Bürgermeister Achim Menge beurteilt die rechtliche Situation anders und stützt sich dabei auf eine Begutachtung durch Juristen der Kreisverwaltung in Recklinghausen. Der Kreis ist die kommunale Aufsichtsbehörde der Stadt.


„Wir haben den Kreis Recklinghausen um eine Stellungnahme zur Kandidatur von Michael Grzeskowiak gebeten. Unter Bezugnahme auf einen Richterspruch vom Verwaltungsgericht Arnsberg ist uns mitgeteilt worden, dass eine mögliche Wahl von Michael Grzeskowiak und die Genehmigung seines Antrags auf Dienstzeitverlängerung mit einfacher Ratsmehrheit nicht zu beanstanden wäre“, erklärt Bürgermeister Achim Menge auf Nachfrage unserer Zeitung.


Grzeskowiak bleibt damit einer der sechs Bewerber um das Beigeordneten-Amt, die sich während der von CDU, Grünen und UWG beantragten Rats-Sondersitzung am Freitag, 19. Juni, vorstellen werden. Insgesamt hatten sich 20 Frauen und Männer, darunter drei aus Oer-Erkenschwick, auf die Stellenanzeige gemeldet. Die eigentliche Wahl erfolgt dann sechs Tage später.
 


AUF EIN WORT


Zeit der Strippenzieher


VON
JÖRG MÜLLER



Die Wahl zum Ersten Beigeordneten der Stadtverwaltung, also der künftigen Num­mer zwei hinter dem Bürgermeister im Rathaus, lässt die Bürger vergleichsweise kalt. Nicht aber die Kommunalpolitiker, die am 25. Juni über die Besetzung dieses wichtigen Amtes eine Personalentschei­dung treffen müssen. Und das ist auch gut so.


Zum politischen Geschäft gehört es auch, dass im Vorfeld einer solchen Personal­entscheidung hinter den Kulissen Strippen gezogen, also Mehrheiten gesucht werden. Denn die Zeit, in der nur eine Partei im Stadtrat das Sagen hatte, ist schon lange vorbei. Man braucht jetzt Verbündete, um einen Kandidaten wählen zu können, man braucht Allianzen, um einen Bewerber verhindern zu können.


Dass im Zuge dieser „Wahlvorbereitungen“ bei politisch nicht genehmen Bewerbern auch das viel zitierte Haar in der Suppe gesucht wird, ist ebenfalls normal. Bei Bewerber Michael Grzeskowiak soll es das Alter sein, meint übrigens nicht nur die UWG.

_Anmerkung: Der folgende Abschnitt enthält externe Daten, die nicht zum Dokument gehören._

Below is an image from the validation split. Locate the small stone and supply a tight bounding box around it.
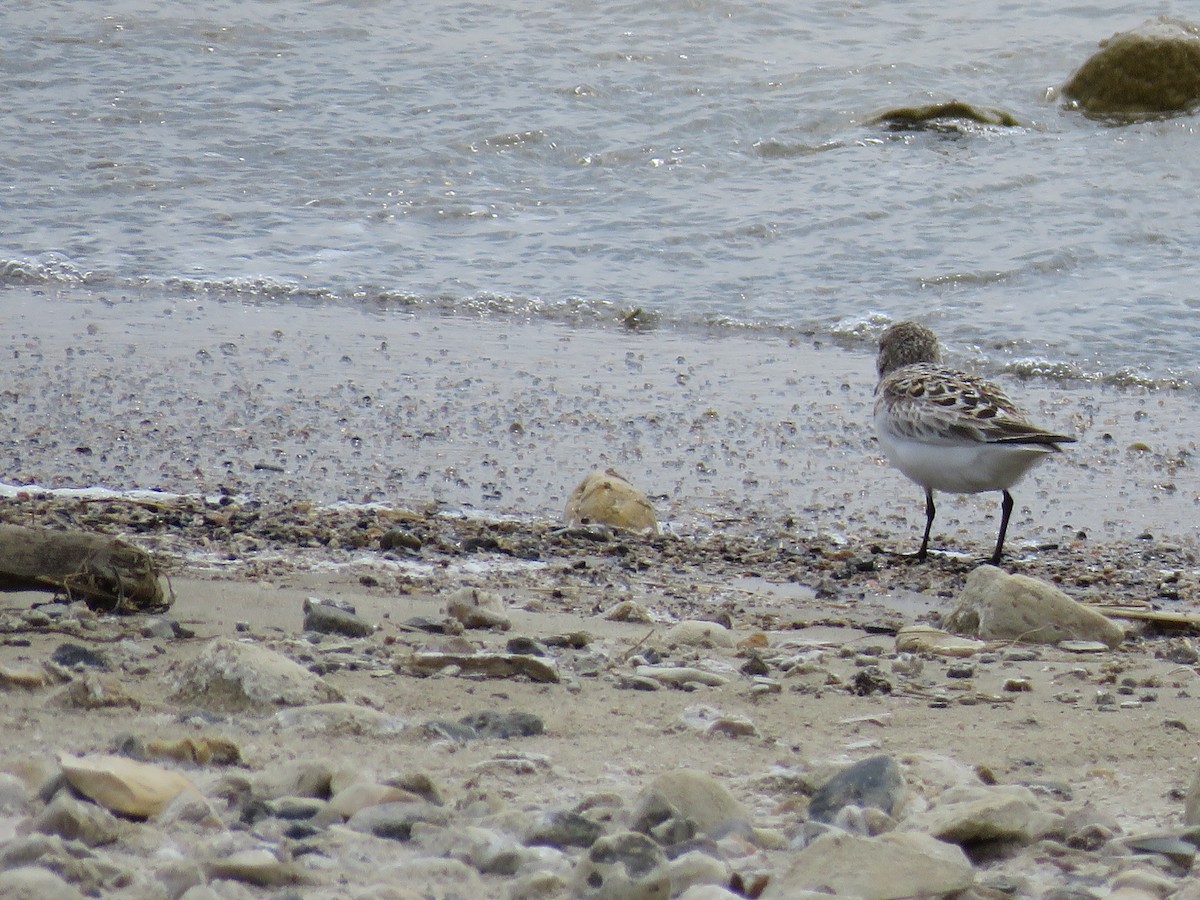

Die Kreisverwaltung hat aber nach juris­tischer Prüfung festgestellt, dass das nicht so ist. Das sollten alle Ratsfraktionen erst einmal so akzeptieren. Schließlich bleibt bis zum Amtsantritt des neuen Beigeord­neten im Herbst noch genug Zeit, die Wahl gerichtlich überprüfen zu lassen.